More often than not, administrative staff members take Friday as a vacation day, according to a review of payroll records.
Top administrators have a lot of vacation time to use, because most have been with the police department a long time. Harmon and his staff typically accrue 9.2 vacation hours every two weeks - the maximum allowed by the city - which equates to roughly six weeks a year. Staffers can carry over vacation from year to year - as much as 480 hours, or 12 weeks.
In addition, Harmon and many of his staff members have banked the maximum amount of sick time allowed, 1,500 hours, or about 37.5 weeks
Hypothetically, Harmon could allow one of his administrators to take both the 37.5 weeks of sick time, as long as the employee is sick, plus the 12 weeks of vacation, for a total of 49.5 weeks - just two and a half weeks shy of a full year, said Gary Cornwell, the director of the city's human resources department.
That rarely happens, but the policy has essentially allowed Harmon to permit Maj. Cedric Gordon to stay home for 11 months as Gordon deals with the physiological effects of the grief he has suffered since his daughter, a soldier with the U.S. Army, was killed in Afghanistan in October. Gordon technically will retire in September.
The Tampa Tribune looked at the payroll records for the police department's three assistant chiefs and eight majors, sent each an email documenting the time they took off on Fridays and gave each an opportunity to respond. It is unclear from Harmon's payroll records which days he took off as vacation, so the Tribune asked to view his calendar.
All three assistant chiefs responded, as did two of the police department's seven majors.
Records show that Assistant Police Chief Dave DeKay, who's in charge of criminal investigations, typically takes off at least part of every Friday. He said he does so because, otherwise, he would lose vacation time.
"I'm thinking what better way to do it than taking Friday off instead of taking a day off during the week when things are going on?" DeKay said. "By the time Friday rolls around I have things under control.
DeKay schedules personal appointments on Friday.
"It's not like I'm going home to drink beer," he said.
Assistant Police Chief Luke Williams, who's in charge of the patrol division, gave a detailed breakdown of what he was doing on each Friday he didn't work a full day, even though, compared with some of his colleagues, he hasn't taken off all that often.

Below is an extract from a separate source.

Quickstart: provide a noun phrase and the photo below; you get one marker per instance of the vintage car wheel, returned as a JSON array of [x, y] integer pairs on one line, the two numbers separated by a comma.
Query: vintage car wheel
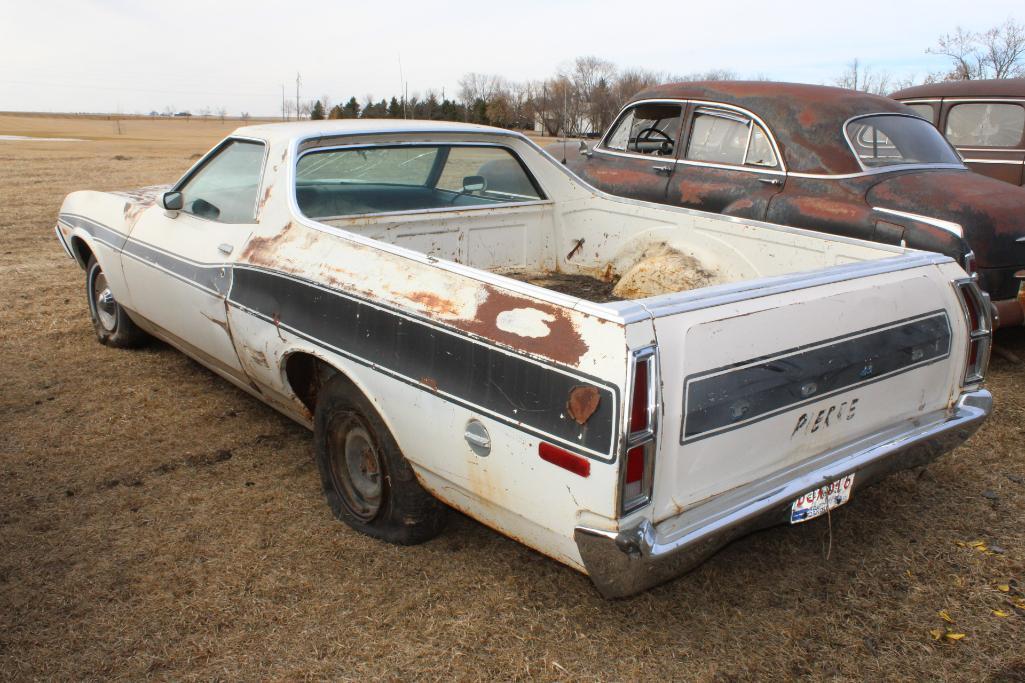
[[114, 327], [367, 481]]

He said he took off time for his own birthday, for his son's birthday, for his son's surgery. Once he took time off on a Friday because on the following day he was representing the police department at his former football coach's funeral. He also pointed out he tutors one Saturday every month for the Write Field program at the Poynter Institute and serves on several boards.
"I am here, and I do work," Williams said. "I'm not being defensive."
Some administrators said they took off on Friday for the same reasons anyone else would: doctor's appointments, school functions or as part of full weeks of vacation, taken for out-of-town family trips.
Maj. Dede Carron, who's in charge of the police district that includes downtown, said much of the time she has taken off on Fridays has been to deal with an 86-year-old father in declining health.
Even on their days off, supervisors still wind up having to deal with police matters.
"Ironically, on those partial days I never get to fully enjoy truly being on vacation," Maj. Mike Kovacsev, who's in charge of crimes against persons, said in an email. "With no exceptions I still received phone calls and emails throughout the day from personnel and respond accordingly."
Harmon made the same point.
"Just because they're off doesn't mean they're not responsible for their duties," the chief said.
"They're kind of attached to the hip with a mobile device. If we need them, the expectation is they respond, and they have."
Assistant Chief Melanie Bevan, who's in charge of administrative services, once took one of the department's satellite phones with her on vacation so she could remain in touch while on a cruise with her family, Harmon said.
Once she was in the Caribbean, though, the phone didn't work.